Where is Holly during all of this? I ask because part of me feels like Jesse is going to snap out of it when he either hears her cry or sees something resembling her in the house.
Who would leave a baby alone in the house? Especially with baby-snatching relatives and the looming threat of the drug cartel entering their lives again.
I don't care how good that Low Winter Sun show gets rated I will never watch it, ever. AMC's punishment for trying it force it down my throat.
Basically how I feel haha. Hilarious gimmick by AMC to not show the preview to the next Breaking Bad episode unless you stuck around until midway through Low Winter Sun. There might not be a worse time slot for a show than the one right after Breaking Bad.
I see all these "best TV show of all time" lists now and The Wire, The Sopranos, Breaking Bad, and Mad Men are usually up there.

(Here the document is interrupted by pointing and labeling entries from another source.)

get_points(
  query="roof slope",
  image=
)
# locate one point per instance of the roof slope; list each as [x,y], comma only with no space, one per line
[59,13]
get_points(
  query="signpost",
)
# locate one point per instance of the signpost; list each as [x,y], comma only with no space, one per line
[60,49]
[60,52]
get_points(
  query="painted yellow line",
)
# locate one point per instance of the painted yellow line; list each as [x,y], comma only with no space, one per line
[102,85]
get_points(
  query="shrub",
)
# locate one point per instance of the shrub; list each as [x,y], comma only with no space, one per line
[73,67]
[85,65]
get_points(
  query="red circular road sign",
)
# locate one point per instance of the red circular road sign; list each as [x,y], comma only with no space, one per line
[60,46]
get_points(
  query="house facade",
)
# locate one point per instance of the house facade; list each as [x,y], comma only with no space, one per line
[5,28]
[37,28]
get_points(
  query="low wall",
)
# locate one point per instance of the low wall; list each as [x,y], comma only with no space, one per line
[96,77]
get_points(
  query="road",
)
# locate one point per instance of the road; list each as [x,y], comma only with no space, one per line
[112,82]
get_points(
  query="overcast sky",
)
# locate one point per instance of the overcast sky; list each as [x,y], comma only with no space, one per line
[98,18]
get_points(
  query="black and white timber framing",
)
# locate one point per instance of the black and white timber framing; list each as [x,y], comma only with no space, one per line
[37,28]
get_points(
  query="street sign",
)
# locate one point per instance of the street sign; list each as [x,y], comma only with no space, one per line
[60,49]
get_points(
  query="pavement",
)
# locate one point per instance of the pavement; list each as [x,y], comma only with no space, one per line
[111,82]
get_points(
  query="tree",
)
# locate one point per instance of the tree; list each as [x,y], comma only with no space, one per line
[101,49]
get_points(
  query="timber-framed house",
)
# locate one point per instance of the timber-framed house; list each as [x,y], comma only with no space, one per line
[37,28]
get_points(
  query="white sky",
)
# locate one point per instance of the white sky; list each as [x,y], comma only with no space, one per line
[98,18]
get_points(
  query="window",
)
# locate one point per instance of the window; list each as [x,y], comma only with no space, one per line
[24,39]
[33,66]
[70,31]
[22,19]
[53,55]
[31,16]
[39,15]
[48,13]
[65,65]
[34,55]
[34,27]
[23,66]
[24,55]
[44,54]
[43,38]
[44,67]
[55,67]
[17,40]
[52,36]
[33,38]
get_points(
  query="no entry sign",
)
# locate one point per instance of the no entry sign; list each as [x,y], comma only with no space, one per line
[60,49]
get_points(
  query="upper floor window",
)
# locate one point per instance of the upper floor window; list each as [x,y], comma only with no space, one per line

What about The X Files? If anything, Breaking Bad takes a lot of its structure ideas (the cold open style, mix of comedy in dramatic episodes) straight from the X Files- not surprising as Gilligan wrote 20 of its episodes. I'd put The X Files over Mad Men and The Sopranos, definitely. Breaking Bad and The Wire? Maybe a notch below those.
You guys realize they don't actually show anything in the "previews" right? Vince said it would give too much away. So it's basically just a voice over about next week. Just wait for the talking dead teaser
I think they are. Vince Gilligan doesn't like Walt. He doesn't think he's a good person and finds him hard to sympathize with. But I think it's the nature of the audience to identify with the protagonist. And with the slow transformation of Walt, they've never felt the impulse to turn on Walt the way Gilligan probably intended them to. It's like a crab and boiling water. If we'd been introduced to Walt later in the story, we probably wouldn't like him that much. Strictly comparing point A to point B, he's a pretty bad guy. But watching that change slowly over time, we're more able to accept the smaller build up of moral failings and overlook the severity of the overall transformation. I think Gilligan underestimated the ability and/or willingness of the audience to continually identify with Walt even when things got really bad. He probably needed to take the character much farther than he did to achieve the intended goal of turning Walt into a truly despised man in the eyes of the audience.